Para mí, Karin era… mi segunda víctima. Yo, el asesino, no podía pensar como los demás. Yo no había ido allí a admirar sus encantos, su belleza, su tremenda sensualidad. Nada de eso. Yo había ido a destruir de golpe todo ello. Con el golpe de la muerte…
Pero ella no lo sabía. Ella no podía recordarme ahora. Ella no era una buena fisonomista, evidentemente. Y había que añadir a eso mi diferente apariencia física actual. Yo, Steve Corman, el escritor que pasaba una temporada en Florida, preparando una novela negra, de crímenes y de violencia, ¿qué podía tener en común con aquel hombre ya olvidado por muchos, un hombre llamado Brian Barnes?
Nada o casi nada. Karin, al menos, no podía advertirlo. Howard había sido distinto.
Howard era muy listo. Lo fue siempre. Tan listo como desalmado. Siempre fue el cerebro de todo lo perverso, de todo lo vil. De todo lo que a él le sirviera de lucro, por supuesto.
Karin era tan malvada como él. Pero era mujer, no era un portento de inteligencia, y no recordaba bien mi I ostro, mi voz. Eso era lo que la diferenciaba de Howard.
Con él había sido fácil. No había motivo para que no lo fuese también con ella. Quizá, incluso, más sencillo aún. Quizá…
—Son muy hermosas sus flores —dijo, tras una pequeña pausa.
—Dignas de usted —respondí, cortés.
—Le dedicaré esta noche mi actuación —murmuró, contemplándome fija, tan fija que, por un momento, temí que su capacidad de identificación fuese suficiente para reconocerme, y eso me turbó un poco.
Estaba equivocado, por fortuna. No me reconoció. Mi turbación sólo bastó para hacerla reír suavemente, convencida de que sus irresistibles encantos me habían hecho mella.
—Puede sentarse conmigo —ofreció, espontánea, mostrándome un asiento en su mesa—. No acostumbro a invitar a nadie, pero usted parece distinto a muchos de los que conozco.
Sonreí, aceptando. Me acomodé en su mesa. Recordé algo que Sharon me dijo en una ocasión: "Eres muy atractivo para las mujeres. Si alguna te dice que te considera un caballero y un buen amigo suyo, no la creas. Será sólo porque le gustas demasiado…"
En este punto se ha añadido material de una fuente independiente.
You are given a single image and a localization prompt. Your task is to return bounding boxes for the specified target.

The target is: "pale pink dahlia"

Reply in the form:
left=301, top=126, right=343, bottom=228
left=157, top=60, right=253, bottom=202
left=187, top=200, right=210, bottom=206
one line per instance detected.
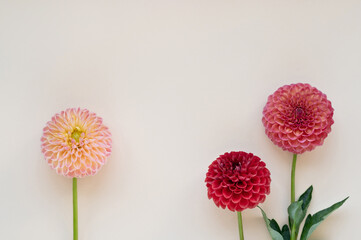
left=41, top=108, right=112, bottom=178
left=262, top=83, right=333, bottom=154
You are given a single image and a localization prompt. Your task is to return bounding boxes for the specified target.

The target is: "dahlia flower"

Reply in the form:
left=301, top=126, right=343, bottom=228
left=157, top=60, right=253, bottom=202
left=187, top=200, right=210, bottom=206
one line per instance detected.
left=205, top=152, right=271, bottom=212
left=262, top=83, right=334, bottom=154
left=41, top=108, right=112, bottom=178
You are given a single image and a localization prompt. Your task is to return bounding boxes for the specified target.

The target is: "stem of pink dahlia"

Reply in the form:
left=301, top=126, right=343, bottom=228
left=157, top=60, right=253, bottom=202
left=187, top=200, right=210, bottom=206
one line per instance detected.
left=291, top=154, right=297, bottom=203
left=290, top=154, right=297, bottom=240
left=237, top=212, right=244, bottom=240
left=73, top=178, right=78, bottom=240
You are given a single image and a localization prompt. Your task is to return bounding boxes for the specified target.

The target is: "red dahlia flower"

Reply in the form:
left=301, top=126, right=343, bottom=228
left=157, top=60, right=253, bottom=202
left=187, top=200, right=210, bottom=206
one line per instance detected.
left=262, top=83, right=333, bottom=154
left=205, top=152, right=271, bottom=212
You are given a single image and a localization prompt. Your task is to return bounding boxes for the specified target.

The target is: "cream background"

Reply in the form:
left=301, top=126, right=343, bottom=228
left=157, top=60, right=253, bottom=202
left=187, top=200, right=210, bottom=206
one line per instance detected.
left=0, top=0, right=361, bottom=240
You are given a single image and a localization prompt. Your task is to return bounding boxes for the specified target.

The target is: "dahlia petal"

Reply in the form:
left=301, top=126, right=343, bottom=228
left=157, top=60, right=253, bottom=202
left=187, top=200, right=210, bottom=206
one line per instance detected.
left=262, top=83, right=334, bottom=154
left=205, top=152, right=271, bottom=211
left=222, top=188, right=232, bottom=198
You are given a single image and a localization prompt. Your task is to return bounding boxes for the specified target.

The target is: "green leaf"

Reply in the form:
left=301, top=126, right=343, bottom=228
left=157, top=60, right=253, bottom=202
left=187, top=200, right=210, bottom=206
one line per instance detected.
left=298, top=185, right=313, bottom=212
left=300, top=197, right=348, bottom=240
left=287, top=200, right=305, bottom=233
left=281, top=224, right=291, bottom=240
left=258, top=207, right=284, bottom=240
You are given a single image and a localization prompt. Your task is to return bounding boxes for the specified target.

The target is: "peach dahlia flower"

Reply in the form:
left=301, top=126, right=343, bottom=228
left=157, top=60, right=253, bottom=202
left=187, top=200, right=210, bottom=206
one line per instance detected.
left=262, top=83, right=333, bottom=154
left=41, top=108, right=112, bottom=178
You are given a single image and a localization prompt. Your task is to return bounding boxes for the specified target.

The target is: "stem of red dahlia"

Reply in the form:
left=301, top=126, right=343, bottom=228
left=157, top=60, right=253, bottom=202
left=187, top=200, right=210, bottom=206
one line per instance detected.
left=290, top=154, right=297, bottom=240
left=73, top=178, right=78, bottom=240
left=237, top=212, right=244, bottom=240
left=291, top=154, right=297, bottom=203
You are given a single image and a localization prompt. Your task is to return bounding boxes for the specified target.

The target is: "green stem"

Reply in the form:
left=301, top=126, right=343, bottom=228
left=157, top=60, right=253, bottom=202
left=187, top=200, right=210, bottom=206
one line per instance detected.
left=291, top=221, right=297, bottom=240
left=237, top=212, right=244, bottom=240
left=73, top=178, right=78, bottom=240
left=290, top=154, right=297, bottom=240
left=291, top=154, right=297, bottom=203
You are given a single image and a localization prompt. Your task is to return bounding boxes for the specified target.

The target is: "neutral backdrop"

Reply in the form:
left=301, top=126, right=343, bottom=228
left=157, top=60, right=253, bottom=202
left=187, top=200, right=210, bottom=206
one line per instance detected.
left=0, top=0, right=361, bottom=240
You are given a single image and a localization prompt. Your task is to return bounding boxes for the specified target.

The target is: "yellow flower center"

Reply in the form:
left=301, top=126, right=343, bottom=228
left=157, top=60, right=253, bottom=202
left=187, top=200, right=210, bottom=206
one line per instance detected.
left=71, top=127, right=83, bottom=142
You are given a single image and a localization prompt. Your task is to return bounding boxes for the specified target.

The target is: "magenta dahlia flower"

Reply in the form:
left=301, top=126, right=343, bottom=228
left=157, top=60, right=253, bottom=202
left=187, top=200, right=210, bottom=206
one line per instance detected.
left=262, top=83, right=333, bottom=154
left=205, top=152, right=271, bottom=212
left=41, top=108, right=112, bottom=178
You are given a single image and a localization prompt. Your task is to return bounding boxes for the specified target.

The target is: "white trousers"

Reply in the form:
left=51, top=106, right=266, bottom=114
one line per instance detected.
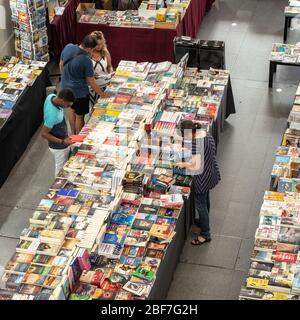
left=49, top=146, right=70, bottom=177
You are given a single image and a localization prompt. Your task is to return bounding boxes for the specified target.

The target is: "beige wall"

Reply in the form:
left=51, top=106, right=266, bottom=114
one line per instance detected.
left=0, top=0, right=15, bottom=57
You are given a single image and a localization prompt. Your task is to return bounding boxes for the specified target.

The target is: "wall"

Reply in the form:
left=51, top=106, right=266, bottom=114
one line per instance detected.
left=0, top=0, right=15, bottom=58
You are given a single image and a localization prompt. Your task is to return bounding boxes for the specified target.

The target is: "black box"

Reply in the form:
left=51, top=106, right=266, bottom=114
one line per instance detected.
left=198, top=40, right=225, bottom=70
left=174, top=37, right=199, bottom=67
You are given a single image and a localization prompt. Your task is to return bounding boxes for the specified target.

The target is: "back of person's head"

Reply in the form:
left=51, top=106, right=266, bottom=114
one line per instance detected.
left=180, top=120, right=201, bottom=135
left=90, top=30, right=106, bottom=42
left=57, top=89, right=76, bottom=102
left=81, top=34, right=97, bottom=49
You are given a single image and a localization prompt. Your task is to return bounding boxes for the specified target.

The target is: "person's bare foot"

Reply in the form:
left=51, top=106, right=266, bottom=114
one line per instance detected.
left=191, top=236, right=211, bottom=246
left=212, top=0, right=220, bottom=10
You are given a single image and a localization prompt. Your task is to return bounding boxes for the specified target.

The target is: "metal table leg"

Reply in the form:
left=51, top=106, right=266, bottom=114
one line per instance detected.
left=283, top=16, right=289, bottom=43
left=269, top=61, right=276, bottom=88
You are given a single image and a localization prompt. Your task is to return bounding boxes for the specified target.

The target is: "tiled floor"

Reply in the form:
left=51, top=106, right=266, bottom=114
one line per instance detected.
left=168, top=0, right=300, bottom=300
left=0, top=0, right=300, bottom=300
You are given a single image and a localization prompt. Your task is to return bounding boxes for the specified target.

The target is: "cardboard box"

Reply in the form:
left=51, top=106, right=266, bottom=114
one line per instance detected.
left=103, top=0, right=112, bottom=10
left=76, top=2, right=96, bottom=21
left=156, top=8, right=168, bottom=22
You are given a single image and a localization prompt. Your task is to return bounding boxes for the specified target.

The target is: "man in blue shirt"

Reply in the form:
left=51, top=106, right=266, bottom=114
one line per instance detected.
left=59, top=35, right=110, bottom=134
left=41, top=89, right=75, bottom=176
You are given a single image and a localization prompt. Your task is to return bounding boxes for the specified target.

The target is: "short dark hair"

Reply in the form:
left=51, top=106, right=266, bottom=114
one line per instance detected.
left=81, top=34, right=97, bottom=49
left=57, top=89, right=76, bottom=102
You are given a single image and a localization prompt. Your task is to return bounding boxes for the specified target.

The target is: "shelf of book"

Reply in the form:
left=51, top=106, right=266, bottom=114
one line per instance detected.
left=0, top=61, right=233, bottom=300
left=240, top=85, right=300, bottom=300
left=9, top=0, right=49, bottom=61
left=0, top=57, right=48, bottom=186
left=269, top=43, right=300, bottom=88
left=49, top=0, right=81, bottom=61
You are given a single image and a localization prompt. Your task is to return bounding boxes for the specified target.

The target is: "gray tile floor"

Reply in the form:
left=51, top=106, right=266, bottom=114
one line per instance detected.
left=0, top=0, right=300, bottom=300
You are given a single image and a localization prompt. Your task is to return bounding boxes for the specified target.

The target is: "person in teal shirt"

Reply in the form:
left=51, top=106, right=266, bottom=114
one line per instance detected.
left=41, top=89, right=76, bottom=176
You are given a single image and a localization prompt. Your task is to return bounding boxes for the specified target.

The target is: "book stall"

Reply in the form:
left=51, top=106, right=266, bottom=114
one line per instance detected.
left=283, top=0, right=300, bottom=43
left=0, top=57, right=48, bottom=186
left=269, top=42, right=300, bottom=88
left=9, top=0, right=49, bottom=61
left=48, top=0, right=212, bottom=62
left=0, top=59, right=234, bottom=300
left=240, top=85, right=300, bottom=300
left=76, top=0, right=206, bottom=66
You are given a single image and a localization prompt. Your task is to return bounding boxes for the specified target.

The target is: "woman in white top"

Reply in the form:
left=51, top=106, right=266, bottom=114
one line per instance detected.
left=90, top=31, right=113, bottom=104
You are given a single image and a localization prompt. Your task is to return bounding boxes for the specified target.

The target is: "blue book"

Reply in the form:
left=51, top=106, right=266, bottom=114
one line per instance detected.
left=1, top=100, right=15, bottom=110
left=57, top=188, right=79, bottom=198
left=111, top=213, right=134, bottom=226
left=103, top=233, right=126, bottom=245
left=277, top=178, right=293, bottom=192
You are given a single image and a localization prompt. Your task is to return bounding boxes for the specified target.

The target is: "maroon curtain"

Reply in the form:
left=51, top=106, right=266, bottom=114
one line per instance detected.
left=76, top=0, right=209, bottom=67
left=176, top=0, right=210, bottom=38
left=206, top=0, right=215, bottom=12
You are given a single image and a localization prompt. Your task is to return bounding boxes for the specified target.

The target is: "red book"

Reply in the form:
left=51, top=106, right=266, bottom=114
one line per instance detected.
left=77, top=249, right=92, bottom=270
left=272, top=251, right=297, bottom=263
left=113, top=94, right=131, bottom=104
left=70, top=134, right=87, bottom=142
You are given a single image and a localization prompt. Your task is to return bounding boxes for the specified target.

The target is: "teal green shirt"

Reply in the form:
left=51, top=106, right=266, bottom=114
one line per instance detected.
left=44, top=94, right=64, bottom=129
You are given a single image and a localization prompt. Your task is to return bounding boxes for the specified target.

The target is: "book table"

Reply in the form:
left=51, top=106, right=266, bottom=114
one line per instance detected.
left=269, top=43, right=300, bottom=88
left=283, top=7, right=300, bottom=43
left=76, top=0, right=207, bottom=66
left=0, top=68, right=48, bottom=187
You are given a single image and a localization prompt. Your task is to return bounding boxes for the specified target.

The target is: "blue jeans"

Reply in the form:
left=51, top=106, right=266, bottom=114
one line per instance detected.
left=195, top=191, right=210, bottom=238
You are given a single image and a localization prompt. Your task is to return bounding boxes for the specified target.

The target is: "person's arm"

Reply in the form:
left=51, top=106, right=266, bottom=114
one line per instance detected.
left=59, top=60, right=64, bottom=73
left=41, top=125, right=74, bottom=146
left=106, top=50, right=114, bottom=74
left=175, top=154, right=201, bottom=171
left=86, top=77, right=112, bottom=98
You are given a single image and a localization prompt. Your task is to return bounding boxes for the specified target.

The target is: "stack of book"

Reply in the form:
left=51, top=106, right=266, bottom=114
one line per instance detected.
left=0, top=57, right=46, bottom=128
left=3, top=61, right=228, bottom=300
left=9, top=0, right=49, bottom=61
left=240, top=82, right=300, bottom=300
left=270, top=42, right=300, bottom=64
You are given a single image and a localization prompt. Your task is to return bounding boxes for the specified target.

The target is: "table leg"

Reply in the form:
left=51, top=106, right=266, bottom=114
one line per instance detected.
left=283, top=17, right=288, bottom=43
left=269, top=61, right=276, bottom=88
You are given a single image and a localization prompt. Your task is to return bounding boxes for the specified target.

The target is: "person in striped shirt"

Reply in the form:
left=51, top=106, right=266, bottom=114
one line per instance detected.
left=175, top=120, right=221, bottom=245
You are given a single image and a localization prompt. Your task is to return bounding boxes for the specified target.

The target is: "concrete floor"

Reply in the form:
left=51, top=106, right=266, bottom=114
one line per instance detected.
left=0, top=0, right=300, bottom=300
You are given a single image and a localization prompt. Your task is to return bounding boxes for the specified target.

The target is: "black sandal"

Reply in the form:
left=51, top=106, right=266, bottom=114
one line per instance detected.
left=191, top=237, right=211, bottom=246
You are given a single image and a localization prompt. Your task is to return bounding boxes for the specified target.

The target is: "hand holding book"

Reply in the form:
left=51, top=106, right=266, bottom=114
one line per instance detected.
left=62, top=137, right=76, bottom=146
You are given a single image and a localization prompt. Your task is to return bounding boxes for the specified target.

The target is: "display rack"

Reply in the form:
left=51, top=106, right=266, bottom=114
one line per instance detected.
left=10, top=0, right=49, bottom=61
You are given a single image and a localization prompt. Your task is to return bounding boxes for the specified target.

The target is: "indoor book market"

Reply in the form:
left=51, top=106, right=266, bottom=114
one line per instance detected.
left=0, top=0, right=300, bottom=304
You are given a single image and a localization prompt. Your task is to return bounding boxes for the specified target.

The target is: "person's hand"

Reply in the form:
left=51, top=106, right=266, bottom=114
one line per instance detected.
left=175, top=162, right=185, bottom=169
left=100, top=92, right=113, bottom=99
left=63, top=137, right=75, bottom=146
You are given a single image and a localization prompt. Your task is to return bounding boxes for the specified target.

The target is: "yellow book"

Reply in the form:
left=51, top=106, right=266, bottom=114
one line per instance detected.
left=0, top=72, right=9, bottom=79
left=263, top=291, right=289, bottom=300
left=92, top=108, right=106, bottom=117
left=247, top=277, right=269, bottom=289
left=116, top=70, right=131, bottom=77
left=156, top=8, right=167, bottom=22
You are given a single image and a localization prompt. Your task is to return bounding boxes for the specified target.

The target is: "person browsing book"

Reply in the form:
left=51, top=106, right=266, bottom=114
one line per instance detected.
left=91, top=31, right=114, bottom=88
left=41, top=89, right=75, bottom=176
left=59, top=35, right=111, bottom=134
left=89, top=31, right=113, bottom=105
left=175, top=120, right=221, bottom=245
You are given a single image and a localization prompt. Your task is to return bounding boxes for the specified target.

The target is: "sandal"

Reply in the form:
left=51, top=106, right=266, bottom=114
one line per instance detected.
left=191, top=237, right=211, bottom=246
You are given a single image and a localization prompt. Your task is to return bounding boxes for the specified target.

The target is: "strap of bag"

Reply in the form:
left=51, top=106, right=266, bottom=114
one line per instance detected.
left=64, top=51, right=84, bottom=67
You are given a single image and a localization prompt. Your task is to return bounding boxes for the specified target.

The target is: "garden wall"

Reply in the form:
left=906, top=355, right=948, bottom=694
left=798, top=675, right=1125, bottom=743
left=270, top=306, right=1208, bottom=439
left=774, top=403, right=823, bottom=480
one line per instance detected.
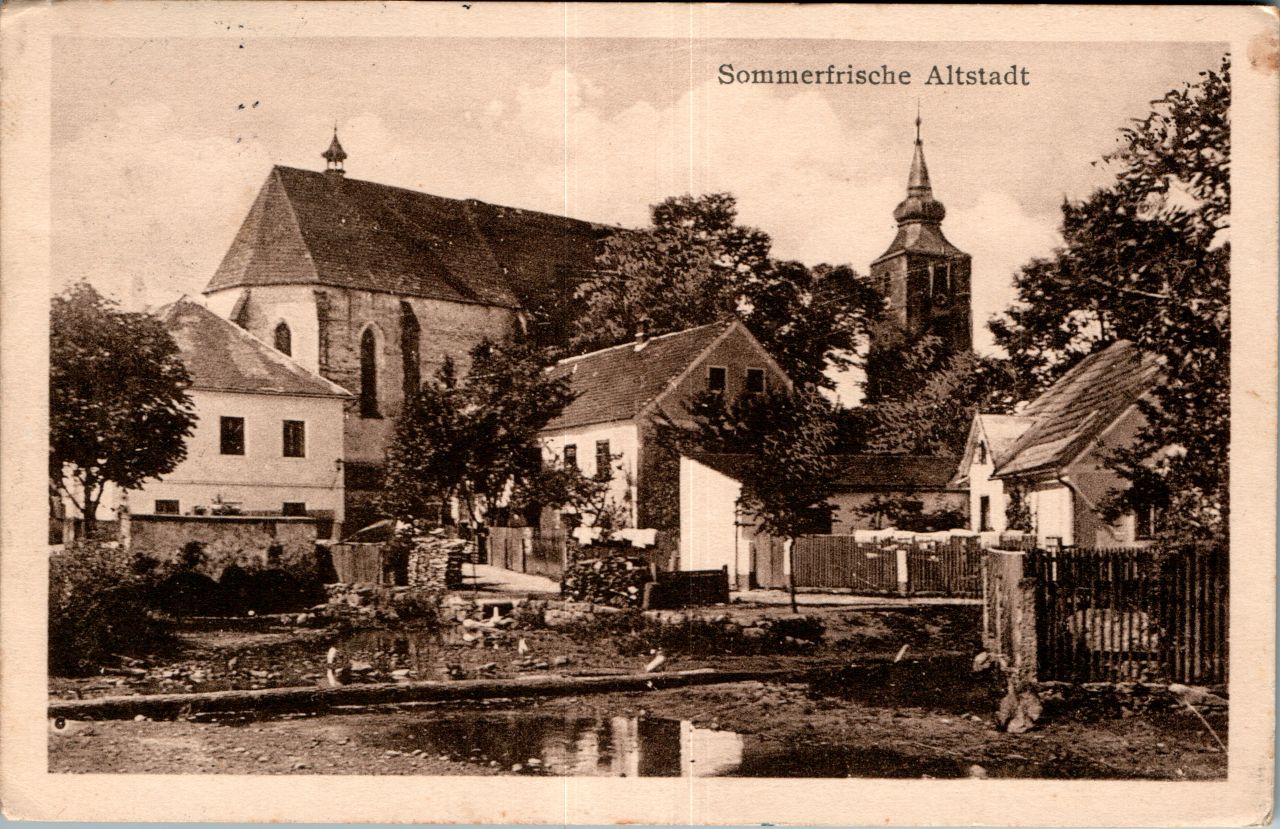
left=120, top=514, right=316, bottom=578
Quizá Sharon tenía razón. Nunca he sido presuntuoso. Si Karin actuaba movida por esos sentimientos… tanto mejor. Todo sería aún más sencillo.
Poco después, nos encontrábamos bailando en la pista luminosa, que era como un cristalino lago fluorescente, bajo nuestros pies. Los cuerpos muy juntos, muy apretados. Sentía contra mí la fricción de sus formas rotundas, la vecindad excitante de su cálido cuerpo. Como en otro tiempo, pensé con frialdad. Un tiempo del que ella no se acordaba. Pero yo, sí.
Cuando habló, tenía sus labios carnosos tan próximos a los míos, que noté su aliento, fresco y anhelante, rozando mi boca:
—¿Cuál es tu nombre?
—Steve —respondí.
—Steve… Me gusta. ¿Sólo Steve?
—No, claro —reí—. Steve Corman. Tengo un apellido, como todo el mundo.
—Bien, Steve Corman. Creo que vamos a ser muy buenos amigos tú y yo —musitó ella, insinuante.
—No deseo otra cosa —suspiré.
La música continuaba. Nuestros pies se movían con suave agilidad en la pista luminosa.
Pero creo que para entonces, ni ella ni yo pensábamos demasiado en todo ello.
Aunque mi mente era fría y lúcida en todo momento, aunque tenía una misión por cumplir, uno no puede olvidarse fácilmente de que es hombre.
En cuanto a ella… lo último que podría olvidar en este momento, es que era mujer.
Un fuego donde lo difícil era no quemarse.
Y a mí, no me importaba quemarme. Ni mucho menos.